I’ve got a one year old, am in my 30s, always had an active career and social life before baby, I didn’t have many friends with babies before having kids so it came as a bit of a shock how much my life changed when we had DD.
pre baby I had a baby shower with over 30 people in attendance, organised by someone I’ve known for almost 20 years. She was one of my best friends and we chatted most days, went on holiday together, went out regularly. I had supported her with some pretty traumatic stuff through life which affected her mental health badly.
since having my baby, who I chose to breastfeed for a year, again not realising how challenging this would be until I was in the thick of it. My friend has been really dismissive and unsupportive of me and my family.
- compared getting no more than 45 mins sleep for 6 weeks consecutively to her dogs waking up at 6am. (Admittedly when she said this I was completely sleep deprived and maybe over reacted, although not to her)
- gossiped to another friend that me and my partner/baby daddy we’re going to break up. On the basis of a conversation I had with her that I don’t remember because I was so sleep deprived.
- Few months after arranged to meet up, as we’d not really spoken for a while. Dd was still small and I said no to meeting another friend (who I saw regularly and explained the situation to), arrange dd’s naps and feeds so I could go and meet her 45 mins away. For her to cancel on the morning of saying she still had a bit of a cough and another friend had messaged her and she wanted to see her instead. While I was out of the newborn phase at this point and I don’t think it was an over reaction to be annoyed.
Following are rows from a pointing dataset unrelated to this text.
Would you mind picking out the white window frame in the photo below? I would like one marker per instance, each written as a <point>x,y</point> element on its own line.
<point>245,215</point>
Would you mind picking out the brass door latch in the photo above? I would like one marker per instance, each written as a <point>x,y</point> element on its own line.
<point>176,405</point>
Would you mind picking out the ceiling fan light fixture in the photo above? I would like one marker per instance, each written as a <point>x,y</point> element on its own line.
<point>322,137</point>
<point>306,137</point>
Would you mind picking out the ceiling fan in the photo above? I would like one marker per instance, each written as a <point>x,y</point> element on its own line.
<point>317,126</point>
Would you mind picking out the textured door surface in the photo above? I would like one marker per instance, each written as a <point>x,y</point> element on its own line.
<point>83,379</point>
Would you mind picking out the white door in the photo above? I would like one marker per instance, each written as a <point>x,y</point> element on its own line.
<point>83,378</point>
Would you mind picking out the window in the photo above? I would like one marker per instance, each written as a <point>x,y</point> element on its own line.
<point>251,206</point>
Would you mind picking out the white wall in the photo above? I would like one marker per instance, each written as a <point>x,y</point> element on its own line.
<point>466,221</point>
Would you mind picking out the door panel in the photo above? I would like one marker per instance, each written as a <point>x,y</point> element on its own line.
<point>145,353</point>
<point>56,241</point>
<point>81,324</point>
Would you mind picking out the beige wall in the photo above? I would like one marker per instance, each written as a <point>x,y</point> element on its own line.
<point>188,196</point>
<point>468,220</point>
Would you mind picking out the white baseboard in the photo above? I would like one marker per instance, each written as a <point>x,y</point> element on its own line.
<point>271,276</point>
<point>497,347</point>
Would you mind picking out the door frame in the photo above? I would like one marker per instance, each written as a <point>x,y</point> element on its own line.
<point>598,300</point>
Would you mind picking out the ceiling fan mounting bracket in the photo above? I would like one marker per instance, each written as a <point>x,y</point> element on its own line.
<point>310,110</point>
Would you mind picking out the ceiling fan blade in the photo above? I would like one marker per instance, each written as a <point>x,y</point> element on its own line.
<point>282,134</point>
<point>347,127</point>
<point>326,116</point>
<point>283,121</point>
- we didn’t speak for a while after this and I found out she’d had a kidney infection and been in hospital so messaged to see if she was ok. She asked how we were and I explained I was anxious about stopping breastfeeding, going back to work etc. and she started to lay into my partner. i sent a short message back saying he was fine and helping as much as he could but stopping bf and going back to work is nothing he can really help with. This would have been around oct time.
- she failed to wish my daughter a happy birthday on her first bday, which I wouldn’t be bothered about but she saw my stories on IG and I’d put a few posts up on different days. Other friends commented/liked/text me. And I’d consider that a “best friend” who organised my baby shower should acknowledge it.
- last week she reached out to meet up and I agreed. I met her yesterday and feel hurt as she didn’t ask about my daughter, my partner, any of my family. And the whole afternoon was really awkward.
admittedly in all of the above situations I have not held her to account or told her how I feel. I guess I expected her to just be a better friend eventually. But after speaking to other friends last night it’s been pointed out am I expecting too much?
they suggested I tell her how I feel, but I’m not sure I’m able to. I’m so hurt and angry that she wasn’t there for me when I needed her. And when we did speak it was problematic. I’m so proud of being able to Bf after a difficult birth and with Post partum anxiety the first comment where she likened it to her dogs really diminished something I am so proud of and I don’t know whether this has then coloured my view going forwards? Or whether she is being an asshole?
if I do message her, what do I even say?!